Not barring the fact that I doubt I am smart enough to undertake this task, it was a question that, for all its innocence, I am advised to seriously consider. After all, I was going to do it one day, it was only a matter of sooner or later. Two, I already had my research goal in mind, and there is a good enough reason to pursue it right now. And lastly, if I were to be considered eligible in my application, why not seize the opportunity before it goes away? These propositions would only indicate that advancing with a PhD is not that outrageous a decision after all.
Alternatively, are there other options for me right now? The simple answer is quite an odd no. It certainly seems hard to expect that I can sought for a good prospectful job in my home country, and it would equally be erroneous to assume that I can easily find a satisfying job given the employment climate right now. And nobody should really complain about the level of pay in a university setting. However, there is a few inescapable goals I wish to achieve, and it seems to me that undertaking a PhD might drastically alter the scope I have in fulfilling these dreams.
Was obtaining a PhD an ambition? It wasn't, and honestly I don't see the honour in it all. I do think there is great merit to accept this challenge and develop an intellectual mature repertoire of skills, nobody else would say that it is a useless goal, but what should one make of the other ways to achieve this means? Perhaps there is more than just studying in the same university for years, even though one can achieve a lot, there is always the potential to explore beyond that goal.
Is there a more fundamental reason that I am not considering this option more favourably? Indeed, and for no other absurb rationale then that I am still attached to the responsibility of my dogs at home. The situation would be vastly different if they were with me, but I still place great emphasis in staying by their side till their natural death, and I hate to think of myself as not being on their side during their time of passing. Although I can't claim as to when that time would arrive, and I may get rebuffed as being too sentimental for being close enough to give up my career based on the lives of two canines, but it is not an easy decision to whisk away the feelings of those you love and live in a detached environment.
That same dilemma also comes full circle in a similar scenario with another loved one here. Although the situation is much easier to deal with, given the relative mobility of the parties involved, and that the relationship is open to negotiations, it retains the same core difficulty: giving up on a cherish being to achieve a dream or goal.
Some have said that dreams are only best fulfilled when your loved ones are in full support of you, otherwise the victory will seem half-empty, if you are the only one standing at the end. Some have on the other hand, remarked that in order to achieve big dreams, you have to sacrifice the small gifts in life, which may include relationships and other treasures.

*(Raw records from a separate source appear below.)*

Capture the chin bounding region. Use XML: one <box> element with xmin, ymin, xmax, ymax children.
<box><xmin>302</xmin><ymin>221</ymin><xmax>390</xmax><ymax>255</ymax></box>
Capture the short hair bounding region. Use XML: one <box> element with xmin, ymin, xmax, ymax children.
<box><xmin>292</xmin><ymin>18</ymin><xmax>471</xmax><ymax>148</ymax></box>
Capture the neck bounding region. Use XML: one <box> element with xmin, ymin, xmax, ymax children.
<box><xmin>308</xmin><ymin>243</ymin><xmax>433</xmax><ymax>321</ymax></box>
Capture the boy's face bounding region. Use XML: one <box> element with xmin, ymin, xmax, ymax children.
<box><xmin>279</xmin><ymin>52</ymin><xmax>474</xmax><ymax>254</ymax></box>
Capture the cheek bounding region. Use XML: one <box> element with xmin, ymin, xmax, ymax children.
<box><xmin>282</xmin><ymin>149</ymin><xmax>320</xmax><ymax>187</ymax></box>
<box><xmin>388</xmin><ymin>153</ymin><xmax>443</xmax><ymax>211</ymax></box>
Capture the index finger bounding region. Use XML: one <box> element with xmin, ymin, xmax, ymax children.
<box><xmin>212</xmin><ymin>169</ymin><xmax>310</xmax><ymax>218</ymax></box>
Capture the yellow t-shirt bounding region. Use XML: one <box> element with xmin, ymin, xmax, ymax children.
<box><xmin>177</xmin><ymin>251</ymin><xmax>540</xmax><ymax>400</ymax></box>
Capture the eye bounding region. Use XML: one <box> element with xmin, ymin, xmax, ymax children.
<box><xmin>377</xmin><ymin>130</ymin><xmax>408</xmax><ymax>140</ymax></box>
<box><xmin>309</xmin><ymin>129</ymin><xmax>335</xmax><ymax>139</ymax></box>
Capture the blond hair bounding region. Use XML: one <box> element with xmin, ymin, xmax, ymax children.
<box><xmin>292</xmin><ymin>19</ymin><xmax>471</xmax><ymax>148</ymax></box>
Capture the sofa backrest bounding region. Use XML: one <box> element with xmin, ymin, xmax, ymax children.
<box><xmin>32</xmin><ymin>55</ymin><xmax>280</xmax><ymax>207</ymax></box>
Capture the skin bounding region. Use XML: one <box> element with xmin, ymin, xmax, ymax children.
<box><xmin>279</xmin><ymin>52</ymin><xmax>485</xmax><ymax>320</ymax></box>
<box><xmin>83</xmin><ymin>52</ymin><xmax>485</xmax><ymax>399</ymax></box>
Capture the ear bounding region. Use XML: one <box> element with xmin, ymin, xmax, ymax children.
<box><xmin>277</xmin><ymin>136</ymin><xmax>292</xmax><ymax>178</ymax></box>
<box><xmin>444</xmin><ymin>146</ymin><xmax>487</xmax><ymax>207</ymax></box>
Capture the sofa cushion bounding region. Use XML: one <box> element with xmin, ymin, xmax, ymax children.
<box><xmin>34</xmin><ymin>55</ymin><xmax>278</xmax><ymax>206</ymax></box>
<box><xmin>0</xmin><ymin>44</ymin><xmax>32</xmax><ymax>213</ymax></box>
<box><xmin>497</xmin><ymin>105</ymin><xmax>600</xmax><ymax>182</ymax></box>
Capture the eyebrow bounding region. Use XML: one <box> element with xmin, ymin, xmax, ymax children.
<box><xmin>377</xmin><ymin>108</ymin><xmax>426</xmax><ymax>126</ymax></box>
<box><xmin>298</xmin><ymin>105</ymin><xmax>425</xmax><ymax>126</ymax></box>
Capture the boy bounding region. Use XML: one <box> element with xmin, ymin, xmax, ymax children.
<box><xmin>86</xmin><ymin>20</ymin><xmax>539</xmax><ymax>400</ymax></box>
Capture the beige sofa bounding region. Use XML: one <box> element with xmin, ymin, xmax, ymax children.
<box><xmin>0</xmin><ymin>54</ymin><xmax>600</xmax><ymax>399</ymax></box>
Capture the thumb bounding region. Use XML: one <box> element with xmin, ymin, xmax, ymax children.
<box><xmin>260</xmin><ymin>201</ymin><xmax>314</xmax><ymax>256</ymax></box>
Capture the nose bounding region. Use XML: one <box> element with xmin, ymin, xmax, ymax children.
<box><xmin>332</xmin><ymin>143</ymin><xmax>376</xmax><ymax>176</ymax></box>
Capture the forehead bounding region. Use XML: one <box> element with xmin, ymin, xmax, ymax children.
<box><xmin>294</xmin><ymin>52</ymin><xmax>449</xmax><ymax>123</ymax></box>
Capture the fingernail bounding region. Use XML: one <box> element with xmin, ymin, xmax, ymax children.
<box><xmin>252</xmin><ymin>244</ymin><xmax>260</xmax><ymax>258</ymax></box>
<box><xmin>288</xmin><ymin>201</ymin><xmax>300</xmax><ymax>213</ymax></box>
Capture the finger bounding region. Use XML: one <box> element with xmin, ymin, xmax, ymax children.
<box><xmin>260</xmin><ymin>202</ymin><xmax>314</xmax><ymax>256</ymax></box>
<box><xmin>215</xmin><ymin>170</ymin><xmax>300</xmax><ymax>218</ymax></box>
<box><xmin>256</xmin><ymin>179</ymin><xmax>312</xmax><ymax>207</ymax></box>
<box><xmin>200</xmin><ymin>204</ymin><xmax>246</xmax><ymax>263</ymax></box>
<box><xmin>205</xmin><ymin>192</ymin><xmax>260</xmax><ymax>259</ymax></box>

While nobody would suggest that you have to live a single lonely life to achieve all you want, the requirement still remains that the success in life comes at the price of small guilty pleasures or more.
Unfortunately, there is one undeniable aspect to all this. The issue of regret confronts all of the decisions we make, and the pain that accompanies with it, we all wish to avoid it. How should one grapple with regret? To never regret and to never face pain? To regret willfully and promise to try better in the next round? Alas, the consequences are not always imaginable in their own right, and more so, do we ever have to be more cautious about how we approach matters. Are certain goals even worthy of the regret that follows after that?
Unfortunately I can't complete this line of thought. It is too lofty a desire to make up a decision on my future by the end of a blog post. Nevertheless, this central question will be one that I must contend with, still I embark again on a new journey next year.